In the next steps, the gas type dependence will be investigated by characterising the sensor under different gas atmospheres as well as the temperature influence of the measurement principle. A further work which investigates the nonlinear effect of different geometries and modes to optimise the sensor response can already be found in [36].

5. Conclusions

In this study, we analysed the frequency response of a cantilever structure with different piezoelectric AlN coverage sizes. The resonance behaviour was investigated with a focus on the nonlinear Duffing effect. The strength of the nonlinearity was experimentally identified, and the Duffing parameters were determined for each AlN coverage size and for each eigenmode. Based on these results, the 2nd roof-tile-shaped mode, which was found to be the best mode according to the stiffness parameters, was selected for pressure measurements over a wide range of six decades. The quantity with the strongest correlation to the ambient pressure was found to be the frequency shift of the peak amplitude. For the 2nd roof-tile-shaped mode, a maximum sensitivity of 0.29%/mbar for the high-vacuum regime was experimentally found. In addition, the influence of the excitation voltage was shown, revealing the possibility of adjusting the sensitivity and measurement range depending on the specific application. Compared to the other measurement principles presented in the paper, the frequency shift induced by the Duffing effect of piezoelectrically actuated MEMS oscillators offers a significantly higher sensitivity, exceeding existing work, especially in the high-vacuum range.
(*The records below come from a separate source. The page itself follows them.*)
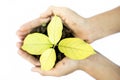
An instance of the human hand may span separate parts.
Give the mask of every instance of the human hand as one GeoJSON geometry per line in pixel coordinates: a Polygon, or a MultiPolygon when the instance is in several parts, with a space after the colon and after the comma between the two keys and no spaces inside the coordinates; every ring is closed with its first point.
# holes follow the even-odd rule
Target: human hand
{"type": "MultiPolygon", "coordinates": [[[[57,14],[57,11],[54,13],[55,15],[58,15],[59,17],[61,17],[64,25],[68,26],[73,31],[76,37],[80,37],[83,40],[90,42],[86,19],[82,18],[81,16],[79,16],[78,14],[76,14],[75,12],[71,11],[68,8],[62,8],[62,7],[61,8],[56,7],[56,8],[58,8],[57,11],[59,11],[59,9],[63,9],[63,11],[65,11],[64,13],[62,13],[63,11],[60,10],[61,11],[60,14],[57,14]],[[69,14],[69,15],[66,15],[66,14],[69,14]]],[[[17,31],[17,35],[21,40],[21,42],[17,43],[17,46],[19,48],[18,53],[23,58],[25,58],[26,60],[28,60],[29,62],[35,65],[35,68],[33,68],[33,71],[39,72],[43,75],[62,76],[62,75],[65,75],[65,74],[68,74],[70,72],[77,70],[79,67],[78,63],[80,61],[75,61],[75,60],[71,60],[68,58],[64,58],[62,61],[57,63],[55,68],[53,68],[52,70],[41,71],[39,60],[33,57],[32,55],[28,54],[27,52],[20,49],[22,46],[23,39],[25,38],[27,34],[29,34],[29,32],[32,29],[34,29],[37,26],[40,26],[42,23],[47,23],[51,19],[51,17],[53,16],[53,13],[49,12],[51,10],[52,10],[52,7],[48,9],[48,12],[45,12],[43,15],[41,15],[40,18],[30,21],[24,24],[22,27],[20,27],[20,29],[17,31]]]]}

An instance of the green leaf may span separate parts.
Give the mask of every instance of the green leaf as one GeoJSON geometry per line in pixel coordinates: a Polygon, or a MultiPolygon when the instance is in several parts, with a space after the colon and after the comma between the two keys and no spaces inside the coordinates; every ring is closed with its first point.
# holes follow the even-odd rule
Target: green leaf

The current state of the art for high-dynamic-range pressure sensing in vacuum chamber applications usually requires a combination of several high cost sensors (e.g., Pirani and membrane). The new principle introduced in this work, using the Duffing-effect-induced frequency shift of a micro-oscillator to obtain high-quality pressure measurements, opens up an opportunity for a new class of wide range vacuum sensors, which can be fabricated in a much more cost-effective way. Alternatively, the size of the hysteresis loop can also be exploited with the same type of sensor, giving the advantage of reducing environmental factors such as temperature effects or long-term drift. In future work, the fundamentals behind the strong Duffing effect of the selected mode need to be clarified more precisely, as well as the influence of the actuator coverage size on the spring softening or spring hardening behaviour.